I cant speak for myself.
However. I can speak about my father and his one.
He had met his one after my mother and him didnt work out. I can say that after she passed around 19 years ago I believe he was never the same.
While he has healed from her death mostly. He still is not over her. I never really believed in soul mates until I knew and saw him and her. It was crazy how much it destroyed him. So if this person is truly the one.
You will NEVER get over it. It will NEVER be ok. How ever will learn to live with it being not ok.
Now. First love is a entirely different animal. Something one carries fond feelings of but is able to move on from in my experience.
Longer than I wanted a few years but you can’t really have an expected tineframe on these things. They are what they are.

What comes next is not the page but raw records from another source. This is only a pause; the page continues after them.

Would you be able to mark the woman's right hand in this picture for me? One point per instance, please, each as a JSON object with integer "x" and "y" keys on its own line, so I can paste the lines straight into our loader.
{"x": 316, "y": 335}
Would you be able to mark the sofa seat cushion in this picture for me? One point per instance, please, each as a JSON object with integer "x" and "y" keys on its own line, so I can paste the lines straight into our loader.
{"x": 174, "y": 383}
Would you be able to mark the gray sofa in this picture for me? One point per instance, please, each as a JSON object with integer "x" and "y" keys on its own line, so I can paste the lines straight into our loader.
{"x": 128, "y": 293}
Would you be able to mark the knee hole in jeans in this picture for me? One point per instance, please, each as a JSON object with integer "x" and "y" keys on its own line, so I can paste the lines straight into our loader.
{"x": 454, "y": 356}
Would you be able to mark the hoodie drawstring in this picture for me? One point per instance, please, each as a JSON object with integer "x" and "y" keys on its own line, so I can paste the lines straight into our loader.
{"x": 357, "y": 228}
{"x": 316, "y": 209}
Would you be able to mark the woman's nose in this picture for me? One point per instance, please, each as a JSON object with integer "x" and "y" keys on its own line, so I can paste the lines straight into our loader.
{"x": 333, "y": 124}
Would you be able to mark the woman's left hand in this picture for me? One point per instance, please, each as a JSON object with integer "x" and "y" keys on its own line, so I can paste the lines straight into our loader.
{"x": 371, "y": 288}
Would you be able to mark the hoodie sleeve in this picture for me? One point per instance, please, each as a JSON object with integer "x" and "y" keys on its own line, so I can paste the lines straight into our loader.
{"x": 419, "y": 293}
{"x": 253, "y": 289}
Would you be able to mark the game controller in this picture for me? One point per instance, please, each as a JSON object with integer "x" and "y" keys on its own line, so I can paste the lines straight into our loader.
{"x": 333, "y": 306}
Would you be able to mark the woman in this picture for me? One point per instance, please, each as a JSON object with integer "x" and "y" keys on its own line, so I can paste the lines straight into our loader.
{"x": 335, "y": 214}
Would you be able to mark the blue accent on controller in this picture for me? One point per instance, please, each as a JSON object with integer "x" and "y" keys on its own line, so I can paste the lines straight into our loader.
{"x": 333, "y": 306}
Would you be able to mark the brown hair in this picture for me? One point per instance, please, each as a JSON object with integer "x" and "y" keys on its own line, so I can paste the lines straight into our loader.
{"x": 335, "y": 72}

12 years, Therapy, and medication that subdues nightmares :I
Well, not first love, because I never had a relationship, but I deeply had feelings for a woman who rejected me and it took me almost a year to get over her.
It took about 18 months. I just kept living my life and focusing on things I could control and eventually I thought about her less and less. Love has been better since.
Few years maybe
About 10 years.
We never dated, but I had a massive crush on her. She made a move, I didn’t realize it. She felt rejected and didn’t talk to me again.

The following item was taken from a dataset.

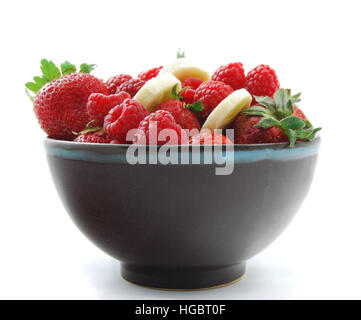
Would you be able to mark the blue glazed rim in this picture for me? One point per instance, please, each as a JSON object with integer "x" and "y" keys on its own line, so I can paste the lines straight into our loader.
{"x": 116, "y": 153}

Instopped randomly thinking about her afternI enterednmy first actual relationship.
5 years to be totally over my first girlfriend. 2 years was enough to be mostly over her but there were still some slight residual feelings. That took awhile to go away.
Its been 14 years since we met, 8 years since we broke up, 19 months since he passed away.
I’ll never forgive him,
I’ll never forget him,
I’ll never not love him.
I was with my ex (my first and only relationship) for two years.
The first time we broke up. It took me a couple of months to get over it.
The second time we broke up. I was over it before we broke up.
I’ll tell you when it happens. Bearing in mind that we had a long term relationship and then she died. Those two factors are relevant. Does love feel the same after? No. My love for her still exists. Other women don’t compare. Sorry, exgirlfriends.
Took years to realize how much of an asshole I was.
3.5 years and counting
Never have and it was 1980 to 1981. 9 months is a long time when you are 14.
I don’t think I ever really have and it’s quite pathetic if I’m being honest. We met back when I was like 20(2004ish) while working the same job at Discover Card in Phx. It was literally like a movie when I first encountered her. She walked by my cubicle, I didn’t even see her face. I immediately stood up and couldn’t take my eyes off her. Talked with her over like 2 weeks. She was into me as well, offered to take me home, even though I literally lived across the street from the job. The feelings were SOOOOO intense that it scared the shit outta me. I was VERY emotionally immature at the time and wasn’t really ready for that type of intense feeling. Like I literally would have probably proposed within 3 months type of intense. It’s one of my biggest regrets as I feel she was probably THE one. I even ended up moving back to AZ years later in the hopes that I would run into her again. Like I said, quite pathetic given the short amount of time we actually interacted with each other.
Edit: Think “Adjustment Bureau” type shit.
Still not recovered and my heart is broken
3 years and it cost my peace.
It took me a year to heal, but truthfully, not all of me ever moved on.. a part of me still belongs to him.
Never totally as in the one. You learn to love again but you never forget.